L’oreille de Vincent Van Gogh

« Van Gogh a fait de la peinture parce qu’il n’avait pas l’oreille musicale. »

Nikki Harris

La chute des oreilles

Les perles : les assurances

« J’ai donné involontairement un coup de coude à ma belle-mère. Ses lunettes ont alors déboîté de ses oreilles et ces dernières sont tombées sur le carrelage de la cuisine. »

Toto veut faire pipi

Depuis qu’il est tout petit, les parents du petit Toto lui ont appris à dire qu’il veut chanter au lieu de dire qu’il veut faire pipi, parce que selon eux c’est plus discret et poli. Et un jour Toto part en vacances chez sa mémé :
– Mémé, mémé, j’ai envie de chanter…
– Oui mon petit, plus tard ; pépé dort.
– Mémé il faut que je chante maintenant !
– Bon d’accord mais doucement dans mon oreille, alors…

L’apprenti coiffeur au rasoir

Kévin vient de débuter en apprentissage dans le salon de coiffure de son papa. Pour la première fois, son père a décidé de lui laisser le champ libre pour voir si son fiston a la fibre capillicole.

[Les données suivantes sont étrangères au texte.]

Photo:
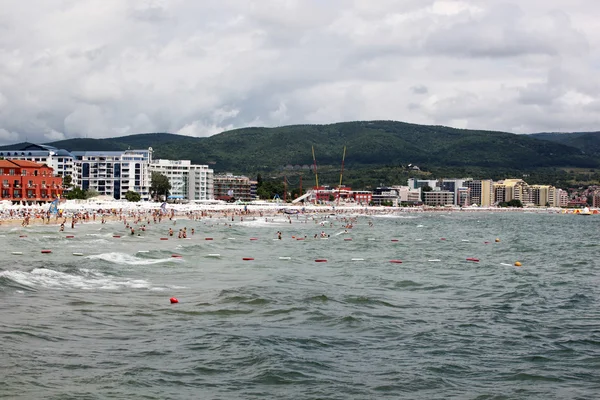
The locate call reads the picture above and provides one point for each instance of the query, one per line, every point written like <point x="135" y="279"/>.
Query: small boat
<point x="585" y="211"/>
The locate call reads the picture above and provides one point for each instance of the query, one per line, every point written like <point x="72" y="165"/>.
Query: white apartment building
<point x="61" y="161"/>
<point x="113" y="173"/>
<point x="188" y="181"/>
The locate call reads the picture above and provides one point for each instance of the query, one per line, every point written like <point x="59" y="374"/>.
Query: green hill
<point x="587" y="142"/>
<point x="370" y="143"/>
<point x="377" y="151"/>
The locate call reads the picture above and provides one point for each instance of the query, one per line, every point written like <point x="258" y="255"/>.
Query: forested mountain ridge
<point x="380" y="149"/>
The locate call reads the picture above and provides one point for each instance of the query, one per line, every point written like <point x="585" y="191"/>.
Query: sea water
<point x="435" y="326"/>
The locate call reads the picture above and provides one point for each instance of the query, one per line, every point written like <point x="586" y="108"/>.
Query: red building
<point x="28" y="181"/>
<point x="345" y="193"/>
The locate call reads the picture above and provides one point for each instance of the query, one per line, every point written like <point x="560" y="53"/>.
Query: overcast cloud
<point x="102" y="68"/>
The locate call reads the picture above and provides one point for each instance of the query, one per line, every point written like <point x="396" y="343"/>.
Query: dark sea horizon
<point x="281" y="325"/>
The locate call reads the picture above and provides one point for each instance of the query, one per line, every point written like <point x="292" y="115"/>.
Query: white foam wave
<point x="395" y="216"/>
<point x="49" y="278"/>
<point x="122" y="258"/>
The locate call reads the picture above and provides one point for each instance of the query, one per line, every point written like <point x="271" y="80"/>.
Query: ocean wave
<point x="87" y="280"/>
<point x="123" y="258"/>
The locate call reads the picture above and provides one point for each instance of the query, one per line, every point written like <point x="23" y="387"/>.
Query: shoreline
<point x="94" y="212"/>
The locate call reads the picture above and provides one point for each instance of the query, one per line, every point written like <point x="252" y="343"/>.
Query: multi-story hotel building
<point x="230" y="186"/>
<point x="438" y="198"/>
<point x="61" y="161"/>
<point x="510" y="189"/>
<point x="114" y="173"/>
<point x="28" y="181"/>
<point x="188" y="181"/>
<point x="480" y="192"/>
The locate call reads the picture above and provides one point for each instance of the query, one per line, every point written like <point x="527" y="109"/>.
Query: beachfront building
<point x="231" y="187"/>
<point x="188" y="181"/>
<point x="509" y="189"/>
<point x="563" y="197"/>
<point x="543" y="195"/>
<point x="27" y="181"/>
<point x="114" y="173"/>
<point x="61" y="161"/>
<point x="480" y="192"/>
<point x="438" y="198"/>
<point x="415" y="183"/>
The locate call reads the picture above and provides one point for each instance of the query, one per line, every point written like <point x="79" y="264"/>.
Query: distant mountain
<point x="383" y="146"/>
<point x="587" y="142"/>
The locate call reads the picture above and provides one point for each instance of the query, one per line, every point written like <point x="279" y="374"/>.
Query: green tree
<point x="74" y="194"/>
<point x="159" y="185"/>
<point x="133" y="196"/>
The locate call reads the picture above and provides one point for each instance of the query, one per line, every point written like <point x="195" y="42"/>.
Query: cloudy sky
<point x="102" y="68"/>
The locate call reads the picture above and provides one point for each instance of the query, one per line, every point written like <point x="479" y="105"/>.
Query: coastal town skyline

Un client se présente pour une coupe de cheveux.
« Prenez ce fauteuil, monsieur », lui dit le père ; « et toi Kévin, vient ici : tu vas couper les cheveux de monsieur, c’est une coupe au rasoir ! »

Puis s’adressant au client, il lui dit sur le ton de la confidence :
« Je vous laisse entre les mains de mon fils ; ça sera sa première coupe, mais rassurez-vous, je le surveille ! »
Et là-dessus, Kévin se met au travail.

Le moins que l’on puisse dire, c’est que jeune apprenti n’est pas à son aise, et au bout d’une minute à peine, d’un geste brusque « SCOUIK », Kévin tranche net l’oreille du client. Ça pisse le sang dans tout le salon, on dirait un cochon qu’on vient de saigner pour faire du boudin, et monsieur Mastard se ramène en courant, affolé et très en colère
« Satané bougre de d’andouille, tu ne peux pas faire attention ? »
Et il va lui filer une énorme gifle, sauf que Kévin a l’habitude et hop, il se baisse… Et c’est le client qui se prend la mandale !
« Mon pauvre monsieur, je suis désolé, ce n’est pas vous que je visais… Bon, je vais vous mettre une compresse sur l’oreille et Kévin va terminer votre coupe, d’accord ? »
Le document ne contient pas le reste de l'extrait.